Hi,
I’m new to GrayLog and I’m trying to setup an Alert (and Notification) to be triggered if a defined search does not return any messages for the defined period.
So, in essence we have a system sending heartbeat messages to GrayLog and we want to send a notification if no such messages are received.
I’ve created an Alert with the appropriate Filter and with an aggregation using a specific field with an if condition as count() = 0.
This does not appear to work. Does at least 1 message need to fit the filter criteria before the alert will be evaluated?
We are using Graylog 4.0.6+40b7be5.
Any help / explanation would be appreciated.
Thanks
Hello @ianyoung, welcome!
As I understand it you are looking for alerts for sources no longer appearing in search results. Is that correct? If so, there is a content pack Graylog Knowledge Base - Content Pack - Event Source Not Sending Logs
I did attempt to set up this content pack a few months ago and wasn’t able to get it working.

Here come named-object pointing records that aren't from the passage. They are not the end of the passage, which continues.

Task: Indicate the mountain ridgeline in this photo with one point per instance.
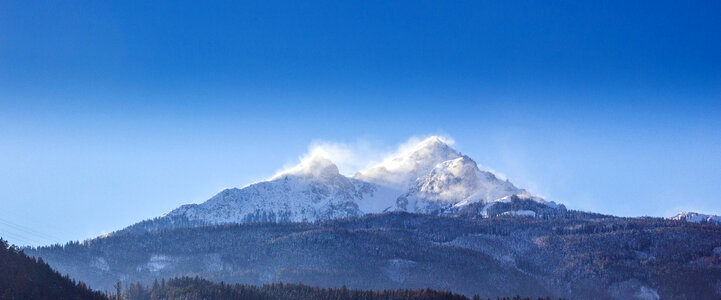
(429, 217)
(430, 178)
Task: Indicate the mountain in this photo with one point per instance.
(431, 178)
(697, 218)
(22, 277)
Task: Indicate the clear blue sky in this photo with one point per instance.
(112, 112)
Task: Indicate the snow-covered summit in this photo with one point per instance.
(403, 169)
(431, 178)
(697, 218)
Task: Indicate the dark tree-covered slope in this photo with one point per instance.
(587, 256)
(197, 289)
(22, 277)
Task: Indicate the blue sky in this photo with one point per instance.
(114, 112)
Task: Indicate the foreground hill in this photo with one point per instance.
(195, 288)
(22, 277)
(573, 256)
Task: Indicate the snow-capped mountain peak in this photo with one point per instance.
(430, 177)
(695, 217)
(403, 169)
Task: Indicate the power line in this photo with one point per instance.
(29, 231)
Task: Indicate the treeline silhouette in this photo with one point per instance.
(196, 288)
(22, 277)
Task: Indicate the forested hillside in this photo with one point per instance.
(22, 277)
(582, 256)
(196, 288)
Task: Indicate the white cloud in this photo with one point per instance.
(352, 157)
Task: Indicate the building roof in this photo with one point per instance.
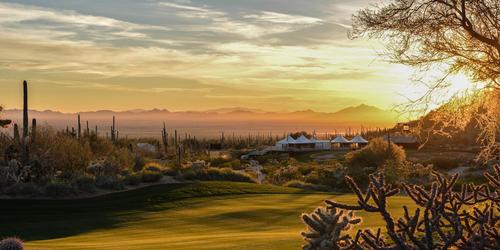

So, if you are also unable, what we did was create an external task which periodically queries Graylog via the API to qualify messages within a timeframe and enumerate the unique sources represented. If a source is not present in the list but should be, we send a message back into Graylog which Graylog itself is configured to alert on when it is received.
A little convoluted but it works.
This topic was automatically closed 14 days after the last reply. New replies are no longer allowed.